Her self-belief is admirable, and the only attribute that lets on she isn’t in her early twenties. She easily looks 21, but her confident aura and poise suggests otherwise. She assures me that she hasn’t always been like this but that’s hard to imagine from the woman who was offered a regular radio show on NTS Manchester solely due to her ability to “never shut her mouth.” She tells me that after thinking she was “the shit” as a younger child and being “probably the most annoying kid you’ve ever met in your whole life”, going to secondary school knocked her down one too many pegs, to the extent that she couldn’t interact with a shop assistant if she needed help, or speak to someone on the phone. This is all too relatable for many of us, but it couldn’t seem further from who Meme is now.



“I always say this to people and they don’t believe me, but I went through a really horrible period from 13 to 16 where I was disgustingly shy. I didn’t talk, but everyone thought I was rude because of my resting bitch face.” She explained that the change within came only when she became aware of how co-dependent she had become with her close friend at university.
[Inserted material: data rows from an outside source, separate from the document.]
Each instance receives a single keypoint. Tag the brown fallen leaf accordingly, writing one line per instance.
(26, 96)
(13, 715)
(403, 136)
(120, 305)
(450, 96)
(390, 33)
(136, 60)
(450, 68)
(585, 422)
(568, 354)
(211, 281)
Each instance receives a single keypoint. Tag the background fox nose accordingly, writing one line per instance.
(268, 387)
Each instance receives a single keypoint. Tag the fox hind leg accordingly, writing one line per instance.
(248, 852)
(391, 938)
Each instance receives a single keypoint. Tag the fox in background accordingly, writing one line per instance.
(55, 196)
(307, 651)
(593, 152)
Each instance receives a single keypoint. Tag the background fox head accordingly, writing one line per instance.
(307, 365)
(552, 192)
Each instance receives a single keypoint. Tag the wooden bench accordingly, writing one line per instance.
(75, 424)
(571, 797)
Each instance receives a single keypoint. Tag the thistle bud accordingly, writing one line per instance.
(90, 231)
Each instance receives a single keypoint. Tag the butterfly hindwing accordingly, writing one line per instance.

She decided enough was enough, moved in with strangers and decided to start saying yes to every opportunity that came her way.



“I started going to art galleries and launches by myself, and I realised that conversation you have with yourself beforehand, that niggling self-doubt that says, ‘Oh god no, what if this happens?’ or ‘You can’t do this!’ is always wrong. Everything I’ve done where I’ve said it’s going to be shit, I’ve never been proved right. So now, obviously I still have those thoughts, that conversation and fear, but I also know not to listen, so I just do it.”



Listening to Meme discuss her very simple philosophy, which we know is harder to put into practise than it seems, makes you want to grab life by the horns. I feel like I’ve accidentally taken part in a TED Talk, and as we prepare the studio for her profile photo she absentmindedly imparts another pearl of wisdom.




“When people from across the world get so excited over you and your clothes, sometimes you think, it’s just me, but you have to stop thinking like that. Yesterday for example,” she says, referring to a panel she was on during International Women’s Day, “so many girls during the talk would apologise for things they said or their opinions, and I always say to those people, don’t apologise because you’ve said it and you mean it. My mum does it a lot and it’s like, stop weakening yourself.”



I agree completely, but admit that I am one of those constant apologisers and she laughs. “I don’t say sorry unless I physically hurt you or am genuinely wrong. I’d never apologise for my actual opinions.”



I leave the studio with a fire ignited inside of me, excited to try out this whole no apology thing, and that is the beauty of what Meme Gold has created. A brand that incites confidence, and allows you to channel Meme’s if you don’t yet have enough of your own. As I grow older, moments in which I’m crippled with self-doubt are becoming more infrequent, and however far down this journey you personally are, having a bit of Meme Gold in your life can’t hurt. There is a Meme Gold universe, and it’s easy to be sucked in.